Category 2: Solved-Problem Rebuilds
Custom code that solves a problem that Salesforce platform (not just FSC) already solves. Custom validation logic that could be Validation Rules. Custom field update logic that could be a Record-Triggered Flow. Complex security rules that are actually just Object-level permissions configured wrong. Email notifications built in Apex when a standard Alert would suffice.
These are lower priority than Category 1 but still important because they're the ones that fail silently on platform upgrades and become undocumented behavior.
Category 3: Legitimate Custom (Don't Touch)
Custom code that handles genuinely complex, bank-specific business logic that has no native equivalent. A proprietary credit scoring model that integrates with an internal risk system. A complex loan origination workflow specific to your product mix.
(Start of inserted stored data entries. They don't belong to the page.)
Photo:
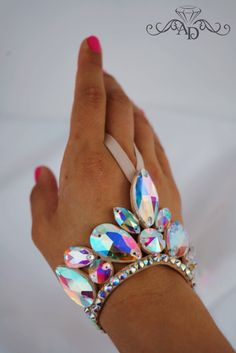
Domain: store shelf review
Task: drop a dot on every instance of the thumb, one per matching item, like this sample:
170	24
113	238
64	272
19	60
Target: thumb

A custom integration with a legacy core banking platform with a non-standard API.
This code deserves documentation, test coverage, and proper ownership — but it's not a candidate for removal. The goal of remediation is not to eliminate all custom code. It's to eliminate custom code that replicates native capability.
A Remediation Prioritization Framework
Not everything can be fixed at once. Prioritize using two axes:
- Impact — how much does this customization hurt? Measure by: advisor complaints, admin time to maintain, frequency of bugs, data quality issues downstream.
- Migration complexity — how hard is it to replace? A custom referral object with 1,000 records and 3 downstream reports is harder to migrate than the same object with 100 records and no reports.
High impact + low complexity: fix now. These are your quick wins — visible improvements to the org with contained risk. Low impact + high complexity: document and defer. Don't spend 3 months migrating a custom object that nobody complains about. High impact + high complexity: design carefully, execute in phases.
How to Unwind Customization Without Breaking Production
The fear of touching a production FSC org is justified. But it's manageable with the right approach:
- 1.Build native alongside custom first — create the Referral records, configure the Relationship Groups, set up Interaction Summaries in a sandbox. Let them coexist with the custom objects. This validates the native path before you migrate anything.
- 2.Migrate data in phases — move a subset of historical records to the native object. Test that advisors can find them, that reports work, that integrations aren't broken. Then expand.
- 3.Use feature flags via Custom Settings — this lets you switch traffic between old and new at the record level without a deployment. Slow rollout with instant rollback.
- 4.Deprecate, don't delete — hide old custom objects from the UI, remove them from page layouts, set to read-only. Don't delete until you've run for 60 days with zero usage.
- 5.Test sharing explicitly — any data model change can affect sharing behavior. Rebuild your sharing test suite before any migration.
The Governance Problem You Also Have to Solve
Remediation without governance change just delays the next accumulation cycle. The decisions that led to over-customization — defaulting to custom code, bypassing OOB features, under-investing in FSC knowledge — will recur unless the governance process changes.
Three governance changes that prevent recurrence: a pre-build checklist that requires explicit FSC OOB evaluation before any custom development is scoped; an FSC-competent reviewer on every architecture review (not just a Salesforce generalist); and a technical debt score that is reviewed quarterly by the CTO or Salesforce Owner — not just tracked in a backlog that never gets prioritized.